I use this third option, "the middle ground", more frequently than the other two options. It's so easy to whip up a batch and I find the flavor to be far superior to canned refried beans.
Okay, I'll put recipe boxes below for the hard way (cooking your own beans) and the middle ground (making the black bean puree). No recipe box needed for the easy way!
Whichever option you choose, it's time to get some real deal beans in the house!
Click the Mark Complete button below to be taken to the next recipe, Mexican Rice.
Beans, Beans, Beans -- Frijoles de Olla
- 2 cups dried beans
- 1 small onion
- 2-3 tablespoons lard (optional)
- 1 teaspoon salt (plus more to taste)
- 2-3 quarts water
- Sort through the beans and discard any rocks or shriveled beans. Rinse the beans and drain well.
- Add beans to a pot and cover with 2-3 quarts of water, or so the water level is 2" above the beans. Add the roughly chopped onion and 2-3 tablespoons of lard.
- Bring to a boil. Reduce heat to a simmer and partially cover. Let simmer for 1.5-2 hours.
- Ensure that the water level is well above the beans by adding more water if you need to.
- Start tasting them after 1 1/2 hours. If they are hard or grainy they need a little more time.

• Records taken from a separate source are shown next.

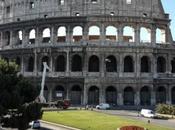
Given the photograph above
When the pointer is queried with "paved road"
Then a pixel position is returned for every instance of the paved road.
(44, 126)
(134, 115)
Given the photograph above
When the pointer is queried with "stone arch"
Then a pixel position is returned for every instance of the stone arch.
(111, 33)
(111, 95)
(161, 64)
(77, 33)
(128, 34)
(94, 64)
(94, 33)
(128, 64)
(32, 36)
(46, 35)
(93, 95)
(44, 59)
(173, 95)
(30, 64)
(111, 64)
(145, 35)
(76, 63)
(61, 34)
(59, 93)
(76, 95)
(60, 65)
(128, 96)
(160, 95)
(145, 96)
(145, 64)
(160, 35)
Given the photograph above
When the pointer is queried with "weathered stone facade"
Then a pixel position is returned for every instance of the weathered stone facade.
(90, 49)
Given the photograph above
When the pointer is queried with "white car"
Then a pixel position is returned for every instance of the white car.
(103, 106)
(147, 113)
(35, 124)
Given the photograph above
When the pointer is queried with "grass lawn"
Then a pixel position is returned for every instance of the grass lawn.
(90, 120)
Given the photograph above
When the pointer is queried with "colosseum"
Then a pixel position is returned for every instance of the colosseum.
(115, 51)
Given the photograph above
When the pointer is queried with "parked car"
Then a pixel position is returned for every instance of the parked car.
(35, 124)
(147, 113)
(103, 106)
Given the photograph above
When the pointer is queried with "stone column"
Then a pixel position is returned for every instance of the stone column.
(120, 97)
(137, 98)
(137, 35)
(168, 94)
(85, 95)
(120, 33)
(102, 95)
(153, 35)
(67, 63)
(153, 96)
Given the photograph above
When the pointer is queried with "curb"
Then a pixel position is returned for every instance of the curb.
(59, 125)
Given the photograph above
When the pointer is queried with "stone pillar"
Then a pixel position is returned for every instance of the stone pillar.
(137, 35)
(153, 35)
(137, 98)
(120, 33)
(120, 97)
(50, 96)
(85, 95)
(153, 96)
(102, 95)
(168, 95)
(67, 63)
(36, 63)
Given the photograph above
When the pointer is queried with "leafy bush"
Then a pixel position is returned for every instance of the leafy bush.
(165, 109)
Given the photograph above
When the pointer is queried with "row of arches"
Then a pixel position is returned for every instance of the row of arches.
(111, 95)
(110, 61)
(94, 33)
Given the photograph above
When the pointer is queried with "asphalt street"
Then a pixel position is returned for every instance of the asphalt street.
(134, 115)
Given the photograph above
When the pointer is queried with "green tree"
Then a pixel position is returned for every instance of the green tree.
(17, 95)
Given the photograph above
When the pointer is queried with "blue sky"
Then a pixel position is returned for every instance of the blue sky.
(169, 7)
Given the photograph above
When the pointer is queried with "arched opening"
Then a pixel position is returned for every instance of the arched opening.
(76, 63)
(46, 93)
(32, 36)
(30, 66)
(44, 59)
(111, 95)
(61, 34)
(19, 37)
(128, 64)
(93, 95)
(145, 35)
(160, 35)
(145, 96)
(76, 94)
(128, 34)
(161, 65)
(60, 65)
(59, 93)
(173, 95)
(128, 96)
(77, 33)
(94, 33)
(161, 95)
(46, 35)
(173, 65)
(145, 64)
(111, 33)
(111, 64)
(7, 38)
(94, 64)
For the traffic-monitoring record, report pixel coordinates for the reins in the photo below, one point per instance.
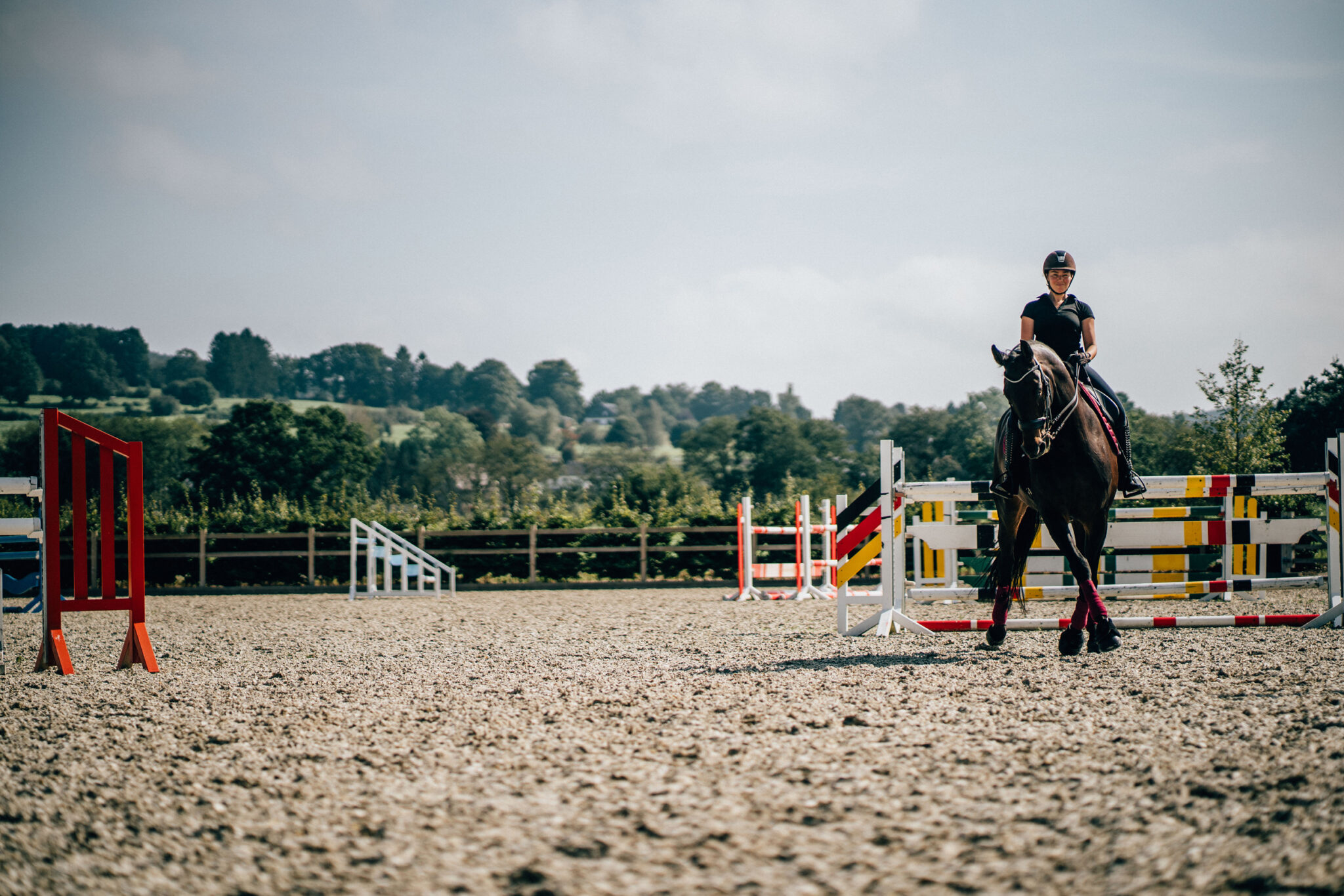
(1051, 424)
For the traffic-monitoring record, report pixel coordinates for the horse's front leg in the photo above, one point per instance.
(1101, 632)
(1072, 638)
(1018, 524)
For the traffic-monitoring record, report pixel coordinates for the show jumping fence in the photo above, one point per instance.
(855, 550)
(43, 534)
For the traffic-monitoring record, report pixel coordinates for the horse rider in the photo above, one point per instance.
(1068, 325)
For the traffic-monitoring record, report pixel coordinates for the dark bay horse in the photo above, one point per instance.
(1068, 481)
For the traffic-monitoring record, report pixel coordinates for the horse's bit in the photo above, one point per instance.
(1049, 425)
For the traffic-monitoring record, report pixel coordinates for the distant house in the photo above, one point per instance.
(602, 414)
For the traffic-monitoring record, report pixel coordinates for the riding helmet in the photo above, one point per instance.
(1058, 260)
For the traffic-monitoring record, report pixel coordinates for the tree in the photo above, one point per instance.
(710, 452)
(513, 465)
(355, 373)
(163, 406)
(792, 405)
(559, 382)
(776, 448)
(1162, 445)
(405, 374)
(241, 365)
(19, 373)
(715, 401)
(197, 391)
(1314, 413)
(128, 351)
(451, 452)
(87, 371)
(864, 419)
(440, 387)
(492, 387)
(252, 449)
(1242, 433)
(184, 366)
(625, 430)
(537, 422)
(331, 452)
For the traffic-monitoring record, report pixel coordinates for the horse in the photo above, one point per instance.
(1068, 481)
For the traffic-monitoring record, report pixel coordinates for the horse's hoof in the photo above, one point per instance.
(1102, 636)
(1070, 642)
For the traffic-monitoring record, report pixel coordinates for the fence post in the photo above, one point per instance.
(531, 552)
(644, 552)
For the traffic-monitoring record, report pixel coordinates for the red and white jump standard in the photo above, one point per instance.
(136, 647)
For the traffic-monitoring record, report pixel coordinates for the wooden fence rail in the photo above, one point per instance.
(209, 542)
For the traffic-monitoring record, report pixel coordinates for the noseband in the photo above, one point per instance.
(1050, 424)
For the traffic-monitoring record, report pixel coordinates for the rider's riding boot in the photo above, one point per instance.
(1004, 483)
(1131, 485)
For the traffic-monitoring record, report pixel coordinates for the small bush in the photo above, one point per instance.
(164, 406)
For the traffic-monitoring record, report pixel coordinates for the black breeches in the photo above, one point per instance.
(1117, 409)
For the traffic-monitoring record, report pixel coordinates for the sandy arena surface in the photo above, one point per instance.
(667, 742)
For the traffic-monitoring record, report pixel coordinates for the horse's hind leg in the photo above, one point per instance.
(1072, 638)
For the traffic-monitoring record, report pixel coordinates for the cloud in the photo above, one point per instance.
(1177, 310)
(154, 71)
(917, 332)
(160, 157)
(1218, 157)
(333, 174)
(58, 41)
(681, 68)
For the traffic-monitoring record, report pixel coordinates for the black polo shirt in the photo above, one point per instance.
(1059, 328)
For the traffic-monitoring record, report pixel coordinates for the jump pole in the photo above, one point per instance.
(1131, 622)
(1334, 537)
(807, 566)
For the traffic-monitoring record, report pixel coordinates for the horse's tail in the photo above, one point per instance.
(1009, 566)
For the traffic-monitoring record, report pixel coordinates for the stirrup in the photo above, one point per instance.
(1133, 488)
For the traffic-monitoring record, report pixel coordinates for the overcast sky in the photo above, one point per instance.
(850, 197)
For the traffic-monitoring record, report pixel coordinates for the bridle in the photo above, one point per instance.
(1050, 424)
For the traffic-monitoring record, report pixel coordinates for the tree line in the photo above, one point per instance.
(483, 443)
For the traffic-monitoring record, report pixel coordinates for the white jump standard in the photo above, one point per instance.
(886, 524)
(401, 562)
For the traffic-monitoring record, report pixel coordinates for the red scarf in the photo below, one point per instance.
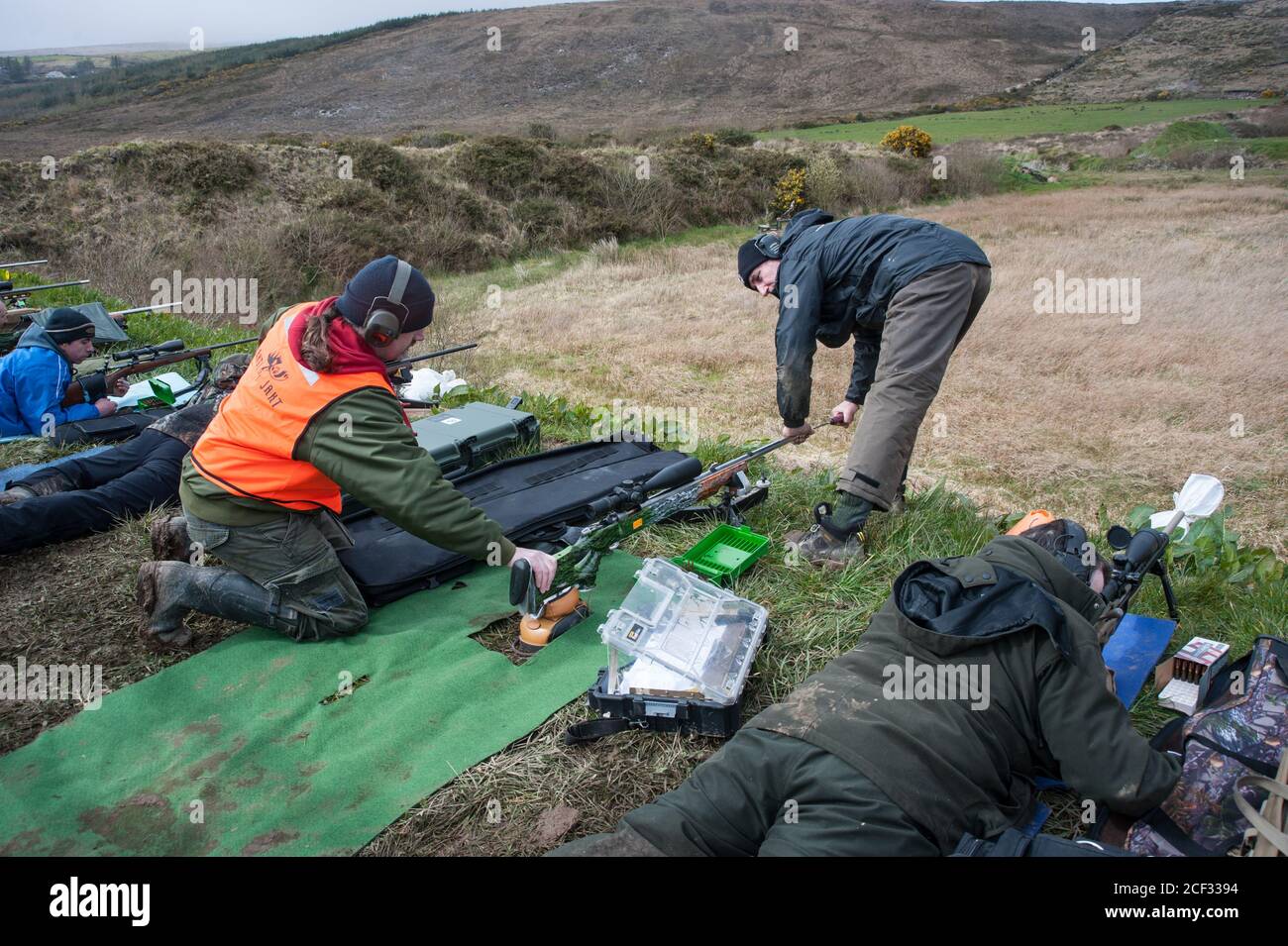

- Once they are close add 1 teaspoon of salt and simmer for another 10-15 minutes. Salt to taste and add more if necessary. (I probably used a heaping 2 teaspoons total for this batch.)
- If you want, portion into 1 cup sized bags (or jars). Include plenty of the broth in the portion bags. They will keep in the fridge for a few days, or in the freezer for months at a time.
Easy Refried Beans
- 1 can black beans (or pinto beans)
- 1/2 onion
- 2 garlic cloves
- 2 chipotles in adobo
- 1 tablespoon adobo sauce
- 1/2 teaspoon cumin
- 1/2 teaspoon salt
- freshly cracked black pepper
- 1/2 cup stock (or water)
- Start by peeling 2 garlic cloves and roughly chopping 1/2 onion. Cook the onion and garlic in a dollop of oil over medium heat (you can leave the garlic cloves whole).
- Once the onion is starting to brown, approximately 5-8 minutes, add 1 can beans (drained and rinsed), 2 chipotles in adobo, 1 tablespoon adobo sauce, 1/2 teaspoon cumin, 1/2 teaspoon salt, freshly cracked black pepper, and 1/2 cup stock (or water). Let simmer for a few minutes until heated through and then add everything to a blender, combining well.
- Take a final taste for seasoning and heat. Add more salt if necessary and if you want more heat you can add more chipotles (or adobo sauce).
- Serve as is or saute them in some oil (or lard!) over medium heat for a few minutes to thicken them up.
- Store in an airtight container in the fridge. (Keep in mind that beans don't last long so eat 'em up soon!)